Avez-vous des fantasmes d’actrice, des rôles que vous aimeriez jouer ?

De temps en temps je vois ou je lis quelque chose qui me donne très envie. Mais je ne sais pas comment, vous savez, réussir à trouver quelqu’un pour lui dire : « Hé ça te dirait pas de développer ceci… » Mais je n’ai pas un fétiche, genre ‘je veux jouer Machine’. En général les choses se présentent d’elles-mêmes… Ce qui est excitant en fait, c’est de lire quelque chose qui vous émoustille, où vous vous dites « Ouh, je n’ai encore jamais fait ça »…

La vie de famille, c’est important pour vous ?

Je pense que ma famille est la chose de ma vie dont je suis le plus fière. Mark et moi sommes ensemble depuis 21 ans, nos enfants sont en bonne santé, heureux, et ce sont des personnes bien. Ils ont de bonnes notes à l’école et beaucoup d’amis… On passe beaucoup de temps tous les quatre. Je pense, en tant que parent, le mieux que vous pouvez faire, c’est faire de votre famille votre priorité numéro 1.

 

Suburbicon

Des maisons toutes neuves, des pelouses parfaitement tondues, et le soleil qui brille tous les jours de l’année : bienvenue à Suburbicon, où vivent paisiblement des centaines de familles de classe moyenne comme les Lodge : le père employé de bureau (Matt Damon), la mère au foyer – et sa sœur jumelle (Julianne Moore dans un double rôle), et leur fils Nicky.
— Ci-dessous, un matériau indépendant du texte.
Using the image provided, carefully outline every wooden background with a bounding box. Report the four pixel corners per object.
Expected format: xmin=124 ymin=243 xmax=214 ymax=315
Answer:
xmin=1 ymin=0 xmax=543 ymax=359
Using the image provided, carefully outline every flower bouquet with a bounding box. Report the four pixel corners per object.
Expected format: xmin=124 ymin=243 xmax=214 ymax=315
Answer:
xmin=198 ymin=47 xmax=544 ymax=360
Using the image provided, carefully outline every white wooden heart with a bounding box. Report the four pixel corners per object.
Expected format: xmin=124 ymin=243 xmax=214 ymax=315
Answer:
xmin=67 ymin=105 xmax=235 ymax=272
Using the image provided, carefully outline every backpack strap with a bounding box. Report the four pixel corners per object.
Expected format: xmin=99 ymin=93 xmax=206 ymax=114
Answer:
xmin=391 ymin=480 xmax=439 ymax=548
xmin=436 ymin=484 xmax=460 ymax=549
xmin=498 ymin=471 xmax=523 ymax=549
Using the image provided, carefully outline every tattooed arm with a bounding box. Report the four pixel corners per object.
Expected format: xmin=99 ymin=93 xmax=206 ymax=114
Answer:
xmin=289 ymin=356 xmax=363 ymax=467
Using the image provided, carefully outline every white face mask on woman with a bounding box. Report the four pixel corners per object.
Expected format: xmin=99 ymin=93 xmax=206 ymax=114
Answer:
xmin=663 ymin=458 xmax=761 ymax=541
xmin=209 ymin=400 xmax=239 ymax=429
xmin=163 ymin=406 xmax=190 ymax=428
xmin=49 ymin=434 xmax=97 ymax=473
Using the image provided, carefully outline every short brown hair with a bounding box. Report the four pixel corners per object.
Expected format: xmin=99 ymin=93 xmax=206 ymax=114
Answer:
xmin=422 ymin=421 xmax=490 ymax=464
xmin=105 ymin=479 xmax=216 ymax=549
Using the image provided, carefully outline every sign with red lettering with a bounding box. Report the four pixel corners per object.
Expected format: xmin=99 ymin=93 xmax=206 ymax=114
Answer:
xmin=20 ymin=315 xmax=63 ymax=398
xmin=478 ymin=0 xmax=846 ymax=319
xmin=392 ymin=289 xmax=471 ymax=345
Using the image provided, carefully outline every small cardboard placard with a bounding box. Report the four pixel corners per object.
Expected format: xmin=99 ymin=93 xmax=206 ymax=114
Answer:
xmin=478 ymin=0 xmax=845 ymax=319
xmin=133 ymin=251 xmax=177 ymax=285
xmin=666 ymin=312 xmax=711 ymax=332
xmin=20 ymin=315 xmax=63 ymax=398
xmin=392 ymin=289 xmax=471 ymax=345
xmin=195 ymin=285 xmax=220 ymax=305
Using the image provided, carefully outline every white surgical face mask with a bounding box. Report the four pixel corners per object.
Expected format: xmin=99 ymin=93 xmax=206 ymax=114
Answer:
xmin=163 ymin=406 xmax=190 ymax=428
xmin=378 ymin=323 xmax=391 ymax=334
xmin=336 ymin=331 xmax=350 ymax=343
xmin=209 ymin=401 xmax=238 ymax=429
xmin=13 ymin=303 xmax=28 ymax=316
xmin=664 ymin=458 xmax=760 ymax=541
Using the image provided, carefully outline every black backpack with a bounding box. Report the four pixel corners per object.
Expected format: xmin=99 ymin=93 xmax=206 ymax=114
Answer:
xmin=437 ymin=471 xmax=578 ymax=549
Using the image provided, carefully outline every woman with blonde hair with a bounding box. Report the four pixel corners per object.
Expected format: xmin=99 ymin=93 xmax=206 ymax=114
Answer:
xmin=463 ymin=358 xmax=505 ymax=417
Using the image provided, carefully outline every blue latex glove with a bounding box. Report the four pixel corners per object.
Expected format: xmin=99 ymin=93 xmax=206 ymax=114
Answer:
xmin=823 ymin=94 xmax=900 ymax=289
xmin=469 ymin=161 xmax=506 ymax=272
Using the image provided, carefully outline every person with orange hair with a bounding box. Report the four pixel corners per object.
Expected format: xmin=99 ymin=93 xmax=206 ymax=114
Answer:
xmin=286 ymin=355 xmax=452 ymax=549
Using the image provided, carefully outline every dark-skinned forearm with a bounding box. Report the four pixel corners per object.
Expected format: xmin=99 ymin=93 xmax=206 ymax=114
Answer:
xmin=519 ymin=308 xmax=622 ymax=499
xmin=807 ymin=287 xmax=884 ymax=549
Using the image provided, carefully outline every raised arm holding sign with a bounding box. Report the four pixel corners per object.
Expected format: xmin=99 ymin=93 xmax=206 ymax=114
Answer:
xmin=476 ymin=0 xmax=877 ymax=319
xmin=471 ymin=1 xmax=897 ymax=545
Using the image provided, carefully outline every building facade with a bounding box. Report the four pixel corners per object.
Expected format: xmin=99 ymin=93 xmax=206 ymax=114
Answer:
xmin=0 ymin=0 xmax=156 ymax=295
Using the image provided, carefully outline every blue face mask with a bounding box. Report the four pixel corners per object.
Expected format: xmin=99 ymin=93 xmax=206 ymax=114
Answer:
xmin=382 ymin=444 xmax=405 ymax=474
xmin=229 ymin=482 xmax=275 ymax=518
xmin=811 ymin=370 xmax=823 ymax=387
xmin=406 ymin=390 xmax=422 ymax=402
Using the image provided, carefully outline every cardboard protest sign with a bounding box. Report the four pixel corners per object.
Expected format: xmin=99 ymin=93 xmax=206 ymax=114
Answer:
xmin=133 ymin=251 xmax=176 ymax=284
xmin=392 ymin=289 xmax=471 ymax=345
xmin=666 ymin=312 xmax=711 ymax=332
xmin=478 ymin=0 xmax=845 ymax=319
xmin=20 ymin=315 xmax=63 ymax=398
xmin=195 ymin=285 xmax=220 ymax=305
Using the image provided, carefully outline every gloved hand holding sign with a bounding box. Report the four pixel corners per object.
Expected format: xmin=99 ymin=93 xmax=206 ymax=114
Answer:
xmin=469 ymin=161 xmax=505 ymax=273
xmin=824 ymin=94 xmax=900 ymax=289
Suburbicon, c’est une banlieue pavillonnaire typique de l’Amérique des années 50, où il fait bon vivre… enfin, si on est Blanc. Parce que le jour où les Mayers s’installent à côté des Lodge, la couleur de leur peau fait jaser toute la ville, qui décide de les faire dégager. L’Amérique raciste des années 50 n’a pas changé : c’est ce que semble nous dire cette satire rétro signée George Clooney (réalisation) et les frères Coen (scénario). Sans blague, a-t- on envie de répondre. A travers la série de catastrophes, certes hilarantes, qui arrive aux Lodge suite à leur comportement amical envers les Mayers, le film souligne l’hypocrisie du privilège blanc… sans pour autant le remettre en question. Du coup on rit, mais un peu jaune. Casting au top, réalisation sans défaut, mais le scénario a 30 ans, et ça se sent un peu trop.